Il lève timidement le doigt pour dire : j’existe.
(T. Tonello, ddm)
LE SILENCE QUI DEVIENT PAROLE
Nous parcourons de nouveau notre histoire ensemble
pour porter à la lumière et à la mémoire
les faits et les prodiges qui ont eu lieu
et la longue épreuve qui les a précédés.
Nuit de grâce
Dans la cathédrale d’Alba, un séminariste de seize ans
reste quatre heures en adoration.
Il sent le devoir de faire quelque chose pour l’humanité,
pour le nouveau siècle qui va naître.
Nuit de grâce pour le jeune Alberione.
Le Maître lui inspire une mission nouvelle.
Il reconnaît sa pauvreté mais il a la certitude
de recevoir de l’Eucharistie la force et la lumière
Il n’a plus de doutes et c’est avec élan et ferveur
qu’il dit : “Je suis prêt, me voici, Seigneur!”.
Et sous la direction du Chanoine Chiesa,
il entreprend courageusement la difficile montée.
Il imagine déjà une foule immense
d’âmes choisies, dédiées à l’apostolat,
pour opposer à la mauvaise presse, si répandue,
ce même moyen, mais dans un but édifiant.
Une histoire dans l’histoire
La Société Saint Paul naît le 20 août 1914
dans une grande pauvreté, comme à Bethléem.
Saint Paul est choisi comme modèle et protecteur.
Alberione dit : “C’est lui le fondateur!”
Don Giaccardo est le préféré parmi les premiers
et il est choisi avec le nom de Timothée.

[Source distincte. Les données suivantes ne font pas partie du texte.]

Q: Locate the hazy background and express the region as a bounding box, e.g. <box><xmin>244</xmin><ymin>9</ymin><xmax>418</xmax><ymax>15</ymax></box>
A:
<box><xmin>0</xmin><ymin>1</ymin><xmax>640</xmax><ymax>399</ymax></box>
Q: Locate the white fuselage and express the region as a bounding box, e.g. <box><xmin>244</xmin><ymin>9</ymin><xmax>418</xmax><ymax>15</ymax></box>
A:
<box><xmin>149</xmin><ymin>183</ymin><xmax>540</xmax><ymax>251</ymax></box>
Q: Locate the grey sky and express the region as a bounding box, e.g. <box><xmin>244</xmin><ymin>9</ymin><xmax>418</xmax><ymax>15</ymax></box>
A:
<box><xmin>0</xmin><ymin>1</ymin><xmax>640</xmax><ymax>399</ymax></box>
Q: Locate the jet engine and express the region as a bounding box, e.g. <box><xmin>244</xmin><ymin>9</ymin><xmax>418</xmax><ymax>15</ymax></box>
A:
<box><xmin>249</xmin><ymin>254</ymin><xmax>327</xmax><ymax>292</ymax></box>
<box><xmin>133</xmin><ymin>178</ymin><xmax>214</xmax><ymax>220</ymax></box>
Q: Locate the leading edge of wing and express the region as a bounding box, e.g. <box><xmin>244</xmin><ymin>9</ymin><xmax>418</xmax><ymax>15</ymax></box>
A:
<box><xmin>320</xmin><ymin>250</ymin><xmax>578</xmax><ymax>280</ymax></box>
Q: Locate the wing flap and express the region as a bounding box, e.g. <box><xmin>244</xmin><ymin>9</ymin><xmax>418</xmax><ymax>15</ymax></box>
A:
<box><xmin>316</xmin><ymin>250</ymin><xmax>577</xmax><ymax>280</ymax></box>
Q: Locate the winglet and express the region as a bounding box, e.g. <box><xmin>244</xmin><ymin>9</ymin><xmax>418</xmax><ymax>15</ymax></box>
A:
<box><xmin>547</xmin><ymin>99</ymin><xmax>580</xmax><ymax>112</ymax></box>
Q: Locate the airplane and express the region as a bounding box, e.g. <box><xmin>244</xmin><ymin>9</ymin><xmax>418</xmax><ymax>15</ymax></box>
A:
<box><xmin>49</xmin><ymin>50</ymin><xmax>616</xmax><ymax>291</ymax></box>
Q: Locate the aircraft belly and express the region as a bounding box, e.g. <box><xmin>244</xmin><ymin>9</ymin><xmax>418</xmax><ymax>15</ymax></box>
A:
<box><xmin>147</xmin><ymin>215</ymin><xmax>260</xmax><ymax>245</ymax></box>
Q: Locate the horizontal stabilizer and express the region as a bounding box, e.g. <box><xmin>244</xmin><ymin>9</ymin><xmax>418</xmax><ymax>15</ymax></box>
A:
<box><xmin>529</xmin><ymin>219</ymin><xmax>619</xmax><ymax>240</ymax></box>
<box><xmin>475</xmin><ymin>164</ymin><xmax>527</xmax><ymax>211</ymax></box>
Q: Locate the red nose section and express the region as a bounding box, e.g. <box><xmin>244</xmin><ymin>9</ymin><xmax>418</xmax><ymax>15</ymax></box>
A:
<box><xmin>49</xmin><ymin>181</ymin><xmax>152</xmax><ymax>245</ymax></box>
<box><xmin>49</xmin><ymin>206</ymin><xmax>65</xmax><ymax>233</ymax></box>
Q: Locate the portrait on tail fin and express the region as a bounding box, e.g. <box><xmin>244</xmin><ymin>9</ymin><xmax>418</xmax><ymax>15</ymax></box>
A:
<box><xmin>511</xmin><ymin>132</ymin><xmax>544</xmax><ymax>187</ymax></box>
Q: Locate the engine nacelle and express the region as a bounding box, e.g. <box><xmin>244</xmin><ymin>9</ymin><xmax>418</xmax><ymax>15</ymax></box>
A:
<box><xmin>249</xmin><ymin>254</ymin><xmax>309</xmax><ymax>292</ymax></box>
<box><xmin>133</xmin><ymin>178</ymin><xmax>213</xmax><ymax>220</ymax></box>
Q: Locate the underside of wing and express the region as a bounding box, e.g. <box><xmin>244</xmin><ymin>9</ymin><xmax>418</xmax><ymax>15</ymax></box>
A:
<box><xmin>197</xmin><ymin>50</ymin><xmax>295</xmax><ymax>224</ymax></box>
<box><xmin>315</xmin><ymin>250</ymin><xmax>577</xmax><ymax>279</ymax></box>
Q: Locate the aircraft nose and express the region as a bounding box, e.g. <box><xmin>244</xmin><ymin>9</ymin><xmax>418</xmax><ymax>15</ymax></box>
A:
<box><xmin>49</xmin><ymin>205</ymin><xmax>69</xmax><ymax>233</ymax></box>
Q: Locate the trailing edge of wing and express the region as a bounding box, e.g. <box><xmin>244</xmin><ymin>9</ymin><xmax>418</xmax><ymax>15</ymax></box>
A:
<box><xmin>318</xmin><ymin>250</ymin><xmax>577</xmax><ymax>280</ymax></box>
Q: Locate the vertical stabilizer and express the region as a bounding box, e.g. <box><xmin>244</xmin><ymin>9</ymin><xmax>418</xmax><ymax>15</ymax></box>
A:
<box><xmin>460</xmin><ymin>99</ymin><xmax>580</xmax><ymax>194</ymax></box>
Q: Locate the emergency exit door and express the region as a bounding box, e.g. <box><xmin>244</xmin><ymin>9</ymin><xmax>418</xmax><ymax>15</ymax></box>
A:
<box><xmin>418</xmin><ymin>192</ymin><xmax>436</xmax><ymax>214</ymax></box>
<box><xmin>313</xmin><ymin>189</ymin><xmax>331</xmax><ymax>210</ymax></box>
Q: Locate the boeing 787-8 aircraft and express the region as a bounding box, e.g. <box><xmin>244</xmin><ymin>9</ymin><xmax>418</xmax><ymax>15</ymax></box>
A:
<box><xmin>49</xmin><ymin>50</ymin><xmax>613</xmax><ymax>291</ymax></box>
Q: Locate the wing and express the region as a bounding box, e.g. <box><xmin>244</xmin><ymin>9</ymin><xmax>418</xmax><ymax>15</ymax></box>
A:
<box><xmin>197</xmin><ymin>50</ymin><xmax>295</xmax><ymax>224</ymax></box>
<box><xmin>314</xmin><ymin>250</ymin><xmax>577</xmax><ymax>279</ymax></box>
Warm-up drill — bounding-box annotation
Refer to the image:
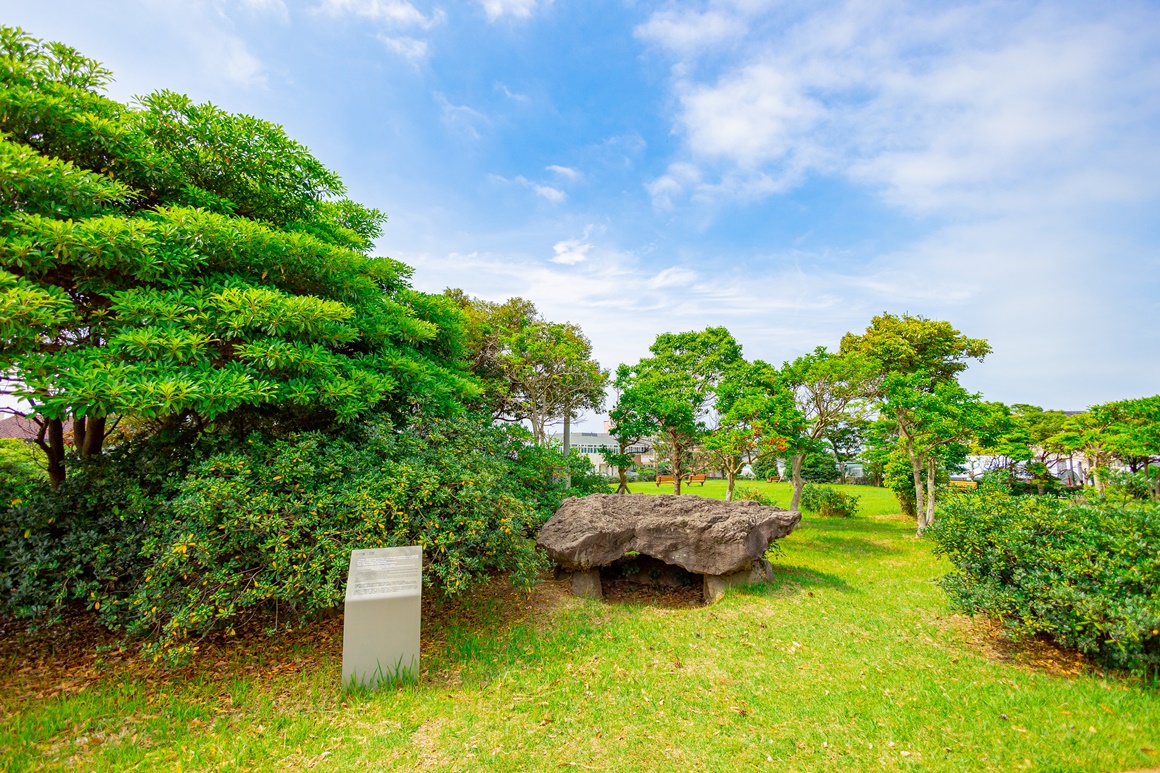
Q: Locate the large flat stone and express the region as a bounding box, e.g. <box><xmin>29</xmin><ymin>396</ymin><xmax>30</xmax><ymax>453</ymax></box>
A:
<box><xmin>537</xmin><ymin>494</ymin><xmax>802</xmax><ymax>576</ymax></box>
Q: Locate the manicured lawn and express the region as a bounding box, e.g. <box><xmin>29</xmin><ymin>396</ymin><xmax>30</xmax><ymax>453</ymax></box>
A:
<box><xmin>0</xmin><ymin>484</ymin><xmax>1160</xmax><ymax>773</ymax></box>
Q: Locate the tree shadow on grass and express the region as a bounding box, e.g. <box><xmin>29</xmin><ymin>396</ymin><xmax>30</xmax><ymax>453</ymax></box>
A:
<box><xmin>811</xmin><ymin>534</ymin><xmax>900</xmax><ymax>556</ymax></box>
<box><xmin>733</xmin><ymin>564</ymin><xmax>857</xmax><ymax>597</ymax></box>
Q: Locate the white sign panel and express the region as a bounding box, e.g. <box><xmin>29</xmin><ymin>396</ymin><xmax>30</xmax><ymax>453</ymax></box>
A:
<box><xmin>342</xmin><ymin>546</ymin><xmax>423</xmax><ymax>686</ymax></box>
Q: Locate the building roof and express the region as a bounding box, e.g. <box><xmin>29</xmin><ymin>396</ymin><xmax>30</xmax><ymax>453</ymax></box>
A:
<box><xmin>0</xmin><ymin>416</ymin><xmax>72</xmax><ymax>443</ymax></box>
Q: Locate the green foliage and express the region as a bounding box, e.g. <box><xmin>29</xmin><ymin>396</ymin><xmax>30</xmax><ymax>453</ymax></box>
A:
<box><xmin>0</xmin><ymin>28</ymin><xmax>474</xmax><ymax>484</ymax></box>
<box><xmin>802</xmin><ymin>483</ymin><xmax>858</xmax><ymax>518</ymax></box>
<box><xmin>753</xmin><ymin>454</ymin><xmax>781</xmax><ymax>481</ymax></box>
<box><xmin>0</xmin><ymin>418</ymin><xmax>580</xmax><ymax>656</ymax></box>
<box><xmin>733</xmin><ymin>487</ymin><xmax>776</xmax><ymax>507</ymax></box>
<box><xmin>928</xmin><ymin>486</ymin><xmax>1160</xmax><ymax>671</ymax></box>
<box><xmin>802</xmin><ymin>450</ymin><xmax>841</xmax><ymax>482</ymax></box>
<box><xmin>0</xmin><ymin>438</ymin><xmax>48</xmax><ymax>507</ymax></box>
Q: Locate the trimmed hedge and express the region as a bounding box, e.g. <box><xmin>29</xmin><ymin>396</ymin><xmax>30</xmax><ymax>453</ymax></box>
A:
<box><xmin>800</xmin><ymin>483</ymin><xmax>858</xmax><ymax>518</ymax></box>
<box><xmin>927</xmin><ymin>489</ymin><xmax>1160</xmax><ymax>677</ymax></box>
<box><xmin>0</xmin><ymin>418</ymin><xmax>608</xmax><ymax>659</ymax></box>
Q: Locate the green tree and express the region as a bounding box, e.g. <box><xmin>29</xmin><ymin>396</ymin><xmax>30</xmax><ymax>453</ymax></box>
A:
<box><xmin>841</xmin><ymin>313</ymin><xmax>991</xmax><ymax>534</ymax></box>
<box><xmin>782</xmin><ymin>346</ymin><xmax>872</xmax><ymax>510</ymax></box>
<box><xmin>703</xmin><ymin>360</ymin><xmax>802</xmax><ymax>501</ymax></box>
<box><xmin>631</xmin><ymin>327</ymin><xmax>741</xmax><ymax>494</ymax></box>
<box><xmin>603</xmin><ymin>364</ymin><xmax>657</xmax><ymax>494</ymax></box>
<box><xmin>0</xmin><ymin>28</ymin><xmax>474</xmax><ymax>486</ymax></box>
<box><xmin>445</xmin><ymin>289</ymin><xmax>608</xmax><ymax>445</ymax></box>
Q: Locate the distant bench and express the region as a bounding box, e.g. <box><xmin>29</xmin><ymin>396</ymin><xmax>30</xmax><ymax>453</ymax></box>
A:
<box><xmin>657</xmin><ymin>475</ymin><xmax>705</xmax><ymax>487</ymax></box>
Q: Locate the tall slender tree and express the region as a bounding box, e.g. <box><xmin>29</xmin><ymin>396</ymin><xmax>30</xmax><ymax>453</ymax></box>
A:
<box><xmin>841</xmin><ymin>313</ymin><xmax>991</xmax><ymax>534</ymax></box>
<box><xmin>631</xmin><ymin>327</ymin><xmax>741</xmax><ymax>494</ymax></box>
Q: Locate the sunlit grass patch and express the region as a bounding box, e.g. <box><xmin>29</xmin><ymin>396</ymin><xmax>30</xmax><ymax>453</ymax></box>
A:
<box><xmin>0</xmin><ymin>483</ymin><xmax>1160</xmax><ymax>773</ymax></box>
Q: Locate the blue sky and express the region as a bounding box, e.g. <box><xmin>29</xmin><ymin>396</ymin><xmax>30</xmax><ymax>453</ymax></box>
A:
<box><xmin>0</xmin><ymin>0</ymin><xmax>1160</xmax><ymax>427</ymax></box>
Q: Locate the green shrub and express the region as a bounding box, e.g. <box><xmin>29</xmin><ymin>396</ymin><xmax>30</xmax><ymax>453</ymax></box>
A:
<box><xmin>0</xmin><ymin>418</ymin><xmax>580</xmax><ymax>657</ymax></box>
<box><xmin>0</xmin><ymin>438</ymin><xmax>49</xmax><ymax>506</ymax></box>
<box><xmin>927</xmin><ymin>486</ymin><xmax>1160</xmax><ymax>673</ymax></box>
<box><xmin>800</xmin><ymin>483</ymin><xmax>858</xmax><ymax>518</ymax></box>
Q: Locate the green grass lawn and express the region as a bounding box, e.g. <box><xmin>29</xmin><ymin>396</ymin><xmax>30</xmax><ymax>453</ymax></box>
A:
<box><xmin>0</xmin><ymin>483</ymin><xmax>1160</xmax><ymax>773</ymax></box>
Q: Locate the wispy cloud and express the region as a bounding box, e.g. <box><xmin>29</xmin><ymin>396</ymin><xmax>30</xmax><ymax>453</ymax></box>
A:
<box><xmin>637</xmin><ymin>1</ymin><xmax>1160</xmax><ymax>211</ymax></box>
<box><xmin>495</xmin><ymin>81</ymin><xmax>528</xmax><ymax>102</ymax></box>
<box><xmin>550</xmin><ymin>239</ymin><xmax>593</xmax><ymax>266</ymax></box>
<box><xmin>544</xmin><ymin>164</ymin><xmax>580</xmax><ymax>182</ymax></box>
<box><xmin>377</xmin><ymin>35</ymin><xmax>428</xmax><ymax>64</ymax></box>
<box><xmin>435</xmin><ymin>93</ymin><xmax>487</xmax><ymax>139</ymax></box>
<box><xmin>319</xmin><ymin>0</ymin><xmax>443</xmax><ymax>29</ymax></box>
<box><xmin>480</xmin><ymin>0</ymin><xmax>551</xmax><ymax>21</ymax></box>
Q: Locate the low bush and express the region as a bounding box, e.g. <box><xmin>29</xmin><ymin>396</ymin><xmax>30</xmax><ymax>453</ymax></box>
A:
<box><xmin>800</xmin><ymin>483</ymin><xmax>858</xmax><ymax>518</ymax></box>
<box><xmin>927</xmin><ymin>486</ymin><xmax>1160</xmax><ymax>678</ymax></box>
<box><xmin>733</xmin><ymin>489</ymin><xmax>775</xmax><ymax>507</ymax></box>
<box><xmin>0</xmin><ymin>419</ymin><xmax>608</xmax><ymax>657</ymax></box>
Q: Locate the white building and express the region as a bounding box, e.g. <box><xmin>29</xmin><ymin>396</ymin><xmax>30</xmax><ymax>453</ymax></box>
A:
<box><xmin>551</xmin><ymin>432</ymin><xmax>653</xmax><ymax>476</ymax></box>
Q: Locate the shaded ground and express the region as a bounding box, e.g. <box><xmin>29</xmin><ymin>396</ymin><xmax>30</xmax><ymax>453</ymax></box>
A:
<box><xmin>0</xmin><ymin>486</ymin><xmax>1160</xmax><ymax>773</ymax></box>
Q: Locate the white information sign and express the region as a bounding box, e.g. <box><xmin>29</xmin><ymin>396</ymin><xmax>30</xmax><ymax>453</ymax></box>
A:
<box><xmin>342</xmin><ymin>546</ymin><xmax>423</xmax><ymax>686</ymax></box>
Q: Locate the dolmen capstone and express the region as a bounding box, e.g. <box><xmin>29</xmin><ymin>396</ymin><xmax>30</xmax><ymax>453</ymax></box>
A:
<box><xmin>536</xmin><ymin>494</ymin><xmax>802</xmax><ymax>604</ymax></box>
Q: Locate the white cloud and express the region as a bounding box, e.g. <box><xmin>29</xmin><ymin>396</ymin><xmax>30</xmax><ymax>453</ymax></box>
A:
<box><xmin>240</xmin><ymin>0</ymin><xmax>290</xmax><ymax>21</ymax></box>
<box><xmin>647</xmin><ymin>266</ymin><xmax>697</xmax><ymax>290</ymax></box>
<box><xmin>435</xmin><ymin>93</ymin><xmax>487</xmax><ymax>139</ymax></box>
<box><xmin>319</xmin><ymin>0</ymin><xmax>443</xmax><ymax>29</ymax></box>
<box><xmin>495</xmin><ymin>81</ymin><xmax>528</xmax><ymax>102</ymax></box>
<box><xmin>637</xmin><ymin>0</ymin><xmax>1160</xmax><ymax>211</ymax></box>
<box><xmin>480</xmin><ymin>0</ymin><xmax>551</xmax><ymax>21</ymax></box>
<box><xmin>544</xmin><ymin>164</ymin><xmax>580</xmax><ymax>181</ymax></box>
<box><xmin>550</xmin><ymin>239</ymin><xmax>593</xmax><ymax>266</ymax></box>
<box><xmin>378</xmin><ymin>35</ymin><xmax>427</xmax><ymax>64</ymax></box>
<box><xmin>530</xmin><ymin>182</ymin><xmax>568</xmax><ymax>204</ymax></box>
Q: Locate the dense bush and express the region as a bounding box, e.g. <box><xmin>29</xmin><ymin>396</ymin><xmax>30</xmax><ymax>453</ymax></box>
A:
<box><xmin>733</xmin><ymin>489</ymin><xmax>775</xmax><ymax>507</ymax></box>
<box><xmin>800</xmin><ymin>483</ymin><xmax>858</xmax><ymax>518</ymax></box>
<box><xmin>0</xmin><ymin>438</ymin><xmax>48</xmax><ymax>506</ymax></box>
<box><xmin>802</xmin><ymin>451</ymin><xmax>841</xmax><ymax>483</ymax></box>
<box><xmin>927</xmin><ymin>486</ymin><xmax>1160</xmax><ymax>674</ymax></box>
<box><xmin>0</xmin><ymin>419</ymin><xmax>608</xmax><ymax>655</ymax></box>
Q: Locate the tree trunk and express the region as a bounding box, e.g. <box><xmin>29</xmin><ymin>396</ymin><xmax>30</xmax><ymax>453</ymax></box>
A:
<box><xmin>829</xmin><ymin>440</ymin><xmax>846</xmax><ymax>485</ymax></box>
<box><xmin>564</xmin><ymin>403</ymin><xmax>572</xmax><ymax>489</ymax></box>
<box><xmin>616</xmin><ymin>442</ymin><xmax>629</xmax><ymax>493</ymax></box>
<box><xmin>919</xmin><ymin>455</ymin><xmax>936</xmax><ymax>534</ymax></box>
<box><xmin>902</xmin><ymin>434</ymin><xmax>926</xmax><ymax>526</ymax></box>
<box><xmin>36</xmin><ymin>419</ymin><xmax>65</xmax><ymax>489</ymax></box>
<box><xmin>80</xmin><ymin>416</ymin><xmax>108</xmax><ymax>456</ymax></box>
<box><xmin>790</xmin><ymin>454</ymin><xmax>805</xmax><ymax>510</ymax></box>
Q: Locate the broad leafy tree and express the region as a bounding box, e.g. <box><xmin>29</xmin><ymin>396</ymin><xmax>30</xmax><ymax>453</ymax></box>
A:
<box><xmin>631</xmin><ymin>327</ymin><xmax>741</xmax><ymax>494</ymax></box>
<box><xmin>0</xmin><ymin>28</ymin><xmax>473</xmax><ymax>485</ymax></box>
<box><xmin>841</xmin><ymin>313</ymin><xmax>991</xmax><ymax>534</ymax></box>
<box><xmin>782</xmin><ymin>346</ymin><xmax>872</xmax><ymax>510</ymax></box>
<box><xmin>447</xmin><ymin>289</ymin><xmax>608</xmax><ymax>445</ymax></box>
<box><xmin>603</xmin><ymin>364</ymin><xmax>657</xmax><ymax>494</ymax></box>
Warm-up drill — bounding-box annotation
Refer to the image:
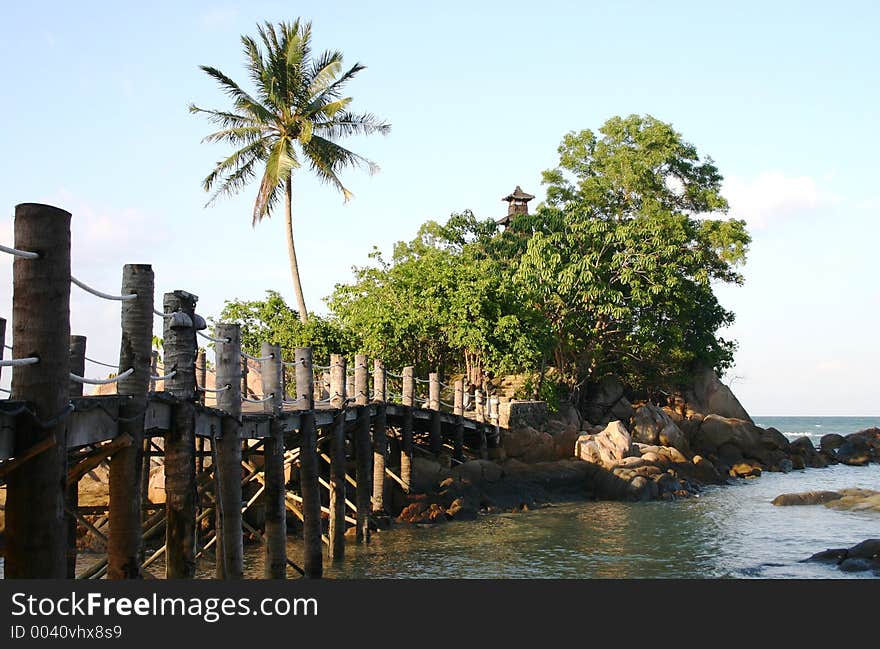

C’est à lui que le Père confie ses craintes,
ses secrets, ses joies et ses souffrances…
Un jour, il lui révèle l’intuition qu’il a
de placer à la base de son institution
des personnes qui intercèdent devant l’Eucharistie,
au service de l’Église, du Sacerdoce et de la Liturgie.
À partir de 1908, il prie et demande de prier
pour que le Seigneur lui indique sa volonté.
Il est sûr que le plan de Dieu doit se réaliser,
mais les contrariétés le font patienter.
Toutefois, avant la fin de 1923,
il choisit parmi les Filles de Saint Paul deux jeunes
qu’il met à part des autres; comme Barnabé et Saul.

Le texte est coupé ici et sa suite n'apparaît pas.